Bunte Plakate, Bollerwagen und lautes Stimmengewirr kündigten die Kinderschar schon von Weitem an, sodass viele Hoyaer Einwohner einen Blick vor die Haustür warfen. Die Schüler dankten ihnen mit einem fröhlichen Winken.

An der neuen Schule angekommen, brachten alle gemeinsam ein Ständchen. Aus voller Brust sangen sie: „Neue Schule, neues Haus, du siehst richtig super aus!“ Das konnte auch Samtgemeindebürgermeister Detlef Meyer nur unterstützen, der es sich nicht nehmen ließ, die Schüler und ihre Lehrer an der Langen Straße zu begrüßen.

„Es ist toll, euch hier nach 15 Monaten Bauzeit begrüßen zu können“, sagte Meyer. Es seien nicht immer einfache Monate gewesen, gerade im Winter. „Deshalb freut es mich umso mehr, dass Architektin Renate Schumacher Wort gehalten hat“, erklärte Meyer. Er sei glücklich, dass es in Hoya jetzt so einen starken Primarbereich gebe. „Und nach den Sommerferien starten wir dann auch mit der Ganztagsschule“, beschrieb Meyer einen wichtigen Grund für den Neubau der Schule.
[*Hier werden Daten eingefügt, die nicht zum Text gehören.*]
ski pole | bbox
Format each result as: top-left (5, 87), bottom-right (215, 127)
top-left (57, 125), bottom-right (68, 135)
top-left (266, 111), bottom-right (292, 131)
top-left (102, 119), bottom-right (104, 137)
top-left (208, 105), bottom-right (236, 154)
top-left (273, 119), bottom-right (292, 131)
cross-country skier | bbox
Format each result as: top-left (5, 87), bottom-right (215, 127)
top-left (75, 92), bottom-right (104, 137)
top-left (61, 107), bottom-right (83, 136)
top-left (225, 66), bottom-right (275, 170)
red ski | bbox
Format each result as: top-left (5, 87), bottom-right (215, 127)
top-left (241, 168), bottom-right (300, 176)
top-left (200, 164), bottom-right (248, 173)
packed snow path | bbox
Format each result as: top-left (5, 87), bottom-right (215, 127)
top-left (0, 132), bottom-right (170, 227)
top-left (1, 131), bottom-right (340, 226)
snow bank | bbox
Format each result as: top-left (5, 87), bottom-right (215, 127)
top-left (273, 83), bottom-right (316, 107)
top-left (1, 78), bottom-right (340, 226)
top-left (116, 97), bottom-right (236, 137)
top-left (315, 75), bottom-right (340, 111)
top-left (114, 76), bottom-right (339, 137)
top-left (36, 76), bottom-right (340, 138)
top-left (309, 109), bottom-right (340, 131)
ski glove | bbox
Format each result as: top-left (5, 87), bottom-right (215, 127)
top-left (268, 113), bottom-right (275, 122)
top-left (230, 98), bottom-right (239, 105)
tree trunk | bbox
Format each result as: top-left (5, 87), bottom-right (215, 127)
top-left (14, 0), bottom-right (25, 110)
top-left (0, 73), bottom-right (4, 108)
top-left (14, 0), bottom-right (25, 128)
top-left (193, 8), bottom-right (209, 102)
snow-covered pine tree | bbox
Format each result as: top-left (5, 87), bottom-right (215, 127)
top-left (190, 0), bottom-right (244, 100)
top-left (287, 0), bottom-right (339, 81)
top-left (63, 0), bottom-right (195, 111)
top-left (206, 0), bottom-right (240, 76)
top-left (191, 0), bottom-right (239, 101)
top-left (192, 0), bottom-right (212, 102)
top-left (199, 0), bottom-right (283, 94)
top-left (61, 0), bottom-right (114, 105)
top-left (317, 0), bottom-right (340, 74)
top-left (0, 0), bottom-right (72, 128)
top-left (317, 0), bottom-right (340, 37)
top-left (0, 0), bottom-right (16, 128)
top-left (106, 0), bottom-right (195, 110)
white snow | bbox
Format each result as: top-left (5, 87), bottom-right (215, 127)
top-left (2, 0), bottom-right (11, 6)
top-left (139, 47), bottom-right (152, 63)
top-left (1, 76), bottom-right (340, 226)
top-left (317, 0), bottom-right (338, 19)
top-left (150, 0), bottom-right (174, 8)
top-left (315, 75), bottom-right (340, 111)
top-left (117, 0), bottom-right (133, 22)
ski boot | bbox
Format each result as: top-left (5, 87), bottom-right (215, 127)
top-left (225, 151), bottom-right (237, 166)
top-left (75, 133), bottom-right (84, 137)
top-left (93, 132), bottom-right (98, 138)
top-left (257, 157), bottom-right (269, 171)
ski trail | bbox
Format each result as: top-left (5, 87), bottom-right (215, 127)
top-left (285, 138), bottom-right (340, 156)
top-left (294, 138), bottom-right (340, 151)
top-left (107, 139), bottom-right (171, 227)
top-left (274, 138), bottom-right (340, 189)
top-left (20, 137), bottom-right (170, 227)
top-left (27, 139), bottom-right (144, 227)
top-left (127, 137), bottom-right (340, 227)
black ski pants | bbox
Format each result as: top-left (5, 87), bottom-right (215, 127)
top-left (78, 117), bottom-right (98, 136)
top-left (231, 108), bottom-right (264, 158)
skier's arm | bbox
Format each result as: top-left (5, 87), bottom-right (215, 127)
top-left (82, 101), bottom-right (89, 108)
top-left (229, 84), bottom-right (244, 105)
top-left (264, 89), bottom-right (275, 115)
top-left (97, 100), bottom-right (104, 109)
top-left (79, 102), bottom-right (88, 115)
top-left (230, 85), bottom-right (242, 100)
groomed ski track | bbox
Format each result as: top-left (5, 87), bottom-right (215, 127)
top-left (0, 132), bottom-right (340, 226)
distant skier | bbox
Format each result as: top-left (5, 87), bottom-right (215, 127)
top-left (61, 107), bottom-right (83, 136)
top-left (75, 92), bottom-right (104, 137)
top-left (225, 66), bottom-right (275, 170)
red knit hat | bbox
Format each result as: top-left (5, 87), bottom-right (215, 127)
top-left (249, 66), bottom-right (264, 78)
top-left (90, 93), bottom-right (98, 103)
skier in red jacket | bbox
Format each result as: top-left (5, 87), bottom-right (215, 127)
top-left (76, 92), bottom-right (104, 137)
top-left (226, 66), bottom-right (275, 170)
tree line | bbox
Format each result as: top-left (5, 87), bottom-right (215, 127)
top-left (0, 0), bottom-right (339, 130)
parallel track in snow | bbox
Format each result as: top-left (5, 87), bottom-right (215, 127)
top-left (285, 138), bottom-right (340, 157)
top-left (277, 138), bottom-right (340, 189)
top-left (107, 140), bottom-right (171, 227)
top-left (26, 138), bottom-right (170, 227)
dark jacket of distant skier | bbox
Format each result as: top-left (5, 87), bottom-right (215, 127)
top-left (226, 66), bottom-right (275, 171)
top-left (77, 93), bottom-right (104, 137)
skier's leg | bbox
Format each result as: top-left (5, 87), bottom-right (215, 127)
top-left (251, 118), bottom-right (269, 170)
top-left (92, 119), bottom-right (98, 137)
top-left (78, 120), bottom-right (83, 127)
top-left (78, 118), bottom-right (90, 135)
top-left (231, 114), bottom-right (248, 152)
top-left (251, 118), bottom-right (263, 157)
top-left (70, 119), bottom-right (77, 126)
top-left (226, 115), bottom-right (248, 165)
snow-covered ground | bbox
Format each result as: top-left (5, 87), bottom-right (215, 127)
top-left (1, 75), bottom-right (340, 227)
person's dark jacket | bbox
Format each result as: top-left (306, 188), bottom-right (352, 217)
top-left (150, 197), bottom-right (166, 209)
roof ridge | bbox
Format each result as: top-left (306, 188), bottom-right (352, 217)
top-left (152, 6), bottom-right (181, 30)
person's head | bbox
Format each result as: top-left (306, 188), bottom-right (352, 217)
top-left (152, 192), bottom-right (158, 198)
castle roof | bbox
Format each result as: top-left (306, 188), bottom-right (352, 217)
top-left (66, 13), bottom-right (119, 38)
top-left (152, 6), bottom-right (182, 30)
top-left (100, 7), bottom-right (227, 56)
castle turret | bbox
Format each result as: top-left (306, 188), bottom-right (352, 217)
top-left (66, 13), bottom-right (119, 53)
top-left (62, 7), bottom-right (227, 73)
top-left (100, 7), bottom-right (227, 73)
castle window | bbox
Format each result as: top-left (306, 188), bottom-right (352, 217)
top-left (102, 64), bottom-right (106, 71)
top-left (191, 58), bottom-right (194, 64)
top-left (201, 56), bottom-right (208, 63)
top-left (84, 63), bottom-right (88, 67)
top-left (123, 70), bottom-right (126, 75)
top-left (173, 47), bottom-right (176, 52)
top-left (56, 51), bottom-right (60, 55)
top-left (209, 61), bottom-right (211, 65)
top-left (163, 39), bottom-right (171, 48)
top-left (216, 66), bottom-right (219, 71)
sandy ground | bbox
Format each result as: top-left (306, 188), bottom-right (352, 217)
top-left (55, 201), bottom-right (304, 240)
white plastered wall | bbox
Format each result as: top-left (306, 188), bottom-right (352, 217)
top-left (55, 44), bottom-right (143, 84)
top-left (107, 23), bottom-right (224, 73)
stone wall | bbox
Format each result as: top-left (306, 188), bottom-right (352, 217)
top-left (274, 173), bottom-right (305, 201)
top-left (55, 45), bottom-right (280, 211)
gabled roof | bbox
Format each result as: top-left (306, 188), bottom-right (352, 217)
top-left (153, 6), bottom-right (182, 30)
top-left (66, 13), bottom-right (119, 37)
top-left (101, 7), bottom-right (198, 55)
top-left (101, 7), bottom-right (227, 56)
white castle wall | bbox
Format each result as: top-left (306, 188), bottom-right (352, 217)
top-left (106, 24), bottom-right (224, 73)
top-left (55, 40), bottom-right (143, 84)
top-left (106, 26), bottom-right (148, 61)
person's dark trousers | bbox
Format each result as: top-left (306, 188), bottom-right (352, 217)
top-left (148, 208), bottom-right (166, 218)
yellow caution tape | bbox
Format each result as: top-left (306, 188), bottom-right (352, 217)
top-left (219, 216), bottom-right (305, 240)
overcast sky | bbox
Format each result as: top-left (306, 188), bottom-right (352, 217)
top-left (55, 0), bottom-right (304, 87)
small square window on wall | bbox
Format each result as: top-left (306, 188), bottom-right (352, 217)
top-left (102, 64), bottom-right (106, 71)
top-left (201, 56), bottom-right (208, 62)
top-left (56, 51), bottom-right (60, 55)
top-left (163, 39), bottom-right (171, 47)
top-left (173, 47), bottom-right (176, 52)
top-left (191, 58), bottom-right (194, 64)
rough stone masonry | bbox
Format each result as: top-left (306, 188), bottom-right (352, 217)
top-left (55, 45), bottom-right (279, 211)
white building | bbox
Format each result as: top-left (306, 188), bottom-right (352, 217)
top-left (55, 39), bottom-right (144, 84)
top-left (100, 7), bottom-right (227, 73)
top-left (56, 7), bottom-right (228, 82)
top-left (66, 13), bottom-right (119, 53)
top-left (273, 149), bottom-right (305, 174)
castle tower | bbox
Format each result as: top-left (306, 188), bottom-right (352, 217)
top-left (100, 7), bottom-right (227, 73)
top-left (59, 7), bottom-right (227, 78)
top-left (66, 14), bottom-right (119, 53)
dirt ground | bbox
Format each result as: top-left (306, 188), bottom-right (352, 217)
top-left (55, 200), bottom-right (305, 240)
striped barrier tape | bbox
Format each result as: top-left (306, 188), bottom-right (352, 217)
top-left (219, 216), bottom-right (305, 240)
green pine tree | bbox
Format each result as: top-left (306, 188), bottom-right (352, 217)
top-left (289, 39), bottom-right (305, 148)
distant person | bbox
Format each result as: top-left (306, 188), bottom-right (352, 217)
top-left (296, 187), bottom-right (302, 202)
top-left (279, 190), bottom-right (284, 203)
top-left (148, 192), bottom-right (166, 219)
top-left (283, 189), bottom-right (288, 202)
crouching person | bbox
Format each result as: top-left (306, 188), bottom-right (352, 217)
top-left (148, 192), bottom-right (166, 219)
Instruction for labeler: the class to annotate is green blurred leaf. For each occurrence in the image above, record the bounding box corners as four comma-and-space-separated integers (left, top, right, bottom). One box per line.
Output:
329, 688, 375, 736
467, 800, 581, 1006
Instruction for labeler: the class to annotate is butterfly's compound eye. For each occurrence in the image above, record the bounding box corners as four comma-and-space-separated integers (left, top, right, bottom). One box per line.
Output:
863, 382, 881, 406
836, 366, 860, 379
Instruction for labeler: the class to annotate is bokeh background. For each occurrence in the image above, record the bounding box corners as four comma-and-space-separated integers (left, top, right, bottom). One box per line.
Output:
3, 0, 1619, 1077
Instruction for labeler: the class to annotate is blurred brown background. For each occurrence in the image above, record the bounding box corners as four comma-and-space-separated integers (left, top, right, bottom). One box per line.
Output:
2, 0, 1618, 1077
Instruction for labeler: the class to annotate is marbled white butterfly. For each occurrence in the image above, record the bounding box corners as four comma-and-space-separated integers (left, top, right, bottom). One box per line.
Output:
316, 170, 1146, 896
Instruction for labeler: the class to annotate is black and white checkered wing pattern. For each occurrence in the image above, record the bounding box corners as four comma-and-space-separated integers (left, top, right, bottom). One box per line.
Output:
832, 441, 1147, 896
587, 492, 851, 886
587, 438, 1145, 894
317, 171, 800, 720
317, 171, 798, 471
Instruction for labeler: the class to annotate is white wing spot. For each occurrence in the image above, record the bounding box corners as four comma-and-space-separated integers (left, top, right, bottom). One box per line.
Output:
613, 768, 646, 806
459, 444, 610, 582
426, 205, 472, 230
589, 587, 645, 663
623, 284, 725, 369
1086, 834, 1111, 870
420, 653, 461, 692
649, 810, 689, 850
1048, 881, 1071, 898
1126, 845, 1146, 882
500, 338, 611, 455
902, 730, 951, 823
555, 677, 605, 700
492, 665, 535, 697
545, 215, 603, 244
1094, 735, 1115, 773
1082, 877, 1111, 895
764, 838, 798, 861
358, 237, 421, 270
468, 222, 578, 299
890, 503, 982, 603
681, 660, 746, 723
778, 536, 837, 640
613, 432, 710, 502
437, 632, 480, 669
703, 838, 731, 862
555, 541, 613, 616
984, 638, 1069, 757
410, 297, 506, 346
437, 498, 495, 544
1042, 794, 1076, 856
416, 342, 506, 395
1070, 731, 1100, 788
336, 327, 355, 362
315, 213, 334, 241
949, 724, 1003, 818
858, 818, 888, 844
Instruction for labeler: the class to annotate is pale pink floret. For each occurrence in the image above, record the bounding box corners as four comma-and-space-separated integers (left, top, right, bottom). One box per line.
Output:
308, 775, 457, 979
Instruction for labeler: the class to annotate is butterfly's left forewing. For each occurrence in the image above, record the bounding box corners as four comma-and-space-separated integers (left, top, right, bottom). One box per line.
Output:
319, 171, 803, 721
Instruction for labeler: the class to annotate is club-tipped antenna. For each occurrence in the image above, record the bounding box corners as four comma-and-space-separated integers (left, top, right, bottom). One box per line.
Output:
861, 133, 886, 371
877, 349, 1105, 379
Ihre Erleichterung sah man auch Schulleiterin Anne Wasner an, die sich vor allem bei ihren Kollegen bedankte. „Das war schon eine einmalige Leistung“, sagte sie. Hunderte von Kisten hätten vor mehr als einem Jahr gepackt werden müssen. „Zwei Gebäude, die bis unter das Dach gefüllt waren, mussten in Kartons verstaut werden“, sagte Wasner. Das habe einige Zeit in Anspruch genommen. „Das kann man sich gar nicht vorstellen, aber ich habe Statistik geführt“, scherzte sie. Als Dankeschön gab es eine Rose für die Kolleginnen. „Es schön, dass wir das zusammen durchgehalten haben“, sagte die Schulleiterin nicht ohne Stolz.

Im Anschluss an die Begrüßung durften die Grundschüler dann erstmals ihre neuen Klassenräume erkunden. Mit äußerster Vorsicht betraten sie die Räumlichkeiten, schauten sich neugierig um und fanden ganz schnell ihre Plätze in der neuen alten Schule.